Percentile rankings vs 1,600+ peer institutions. Higher is better.
Career OutcomesAzimuth ranks Boston University #176 for overall value on Azimuth's composite among nonprofit four-year institutions. Graduates earn median 4-year earnings of $83,615, placing Boston University in the 87.3 percentile for median earnings four years after enrollment among nonprofit four-year institutions. Boston University sits in the 9.6 percentile for earnings beyond expectations among nonprofit four-year institutions, with graduates earn about $15,901 less than similar students at comparable institutions. --- Students at Boston University earn meaningfully more than similar students at other institutions, a result that places Boston University among the stronger performers for earnings beyond expectations within its peer group. Median 4-year earnings and the institution's composite ranking together reflect a broad program portfolio — anchored by social sciences and professional fields — that translates into durable post-graduation outcomes across a wide range of career paths.

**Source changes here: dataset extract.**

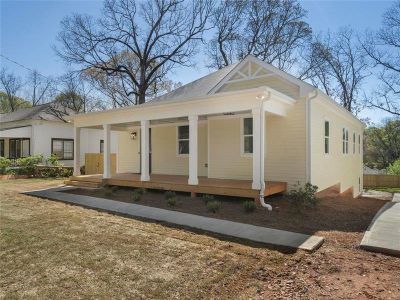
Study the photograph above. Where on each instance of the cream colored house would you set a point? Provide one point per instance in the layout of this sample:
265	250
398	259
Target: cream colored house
248	123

Azimuth ranks Boston University #176 for overall value on Azimuth's composite among nonprofit four-year institutions. A private university in Boston, MA, Boston University enrolls roughly 18,248 undergraduates. Retention is 94.7% and the six-year graduation rate is 88.7%, reflecting strong degree completion relative to the broader nonprofit four-year landscape. Where Boston University performs strongest is return on investment. Azimuth ranks Boston University #391 for return on investment among nonprofit four-year institutions. Graduates earn median earnings four years after enrollment of $83,615, and graduates earn about $15,901 less than similar students at comparable institutions, placing Boston University in the 9.6 percentile for earnings beyond expectations among nonprofit four-year institutions. The university's degree output leans toward Social Sciences, but high-return programs such as Business Administration and Computer Science contribute meaningfully to the overall earnings profile. The composite is shaped by the interplay of the remaining pillars. Boston University sits in the 90.7 percentile for mobility among nonprofit four-year institutions and in the 29.4 percentile for affordability among nonprofit four-year institutions. Access sits lower — Boston University admits about 11.1% of applicants, a selectivity level that limits the size of each entering class and the share of low-income students the institution enrolls (19.1% Pell, 16.9% first-generation). That narrower access footprint, reflected in the 91.7 percentile for access among nonprofit four-year institutions, is the primary factor pulling the composite below the return-on-investment ranking alone.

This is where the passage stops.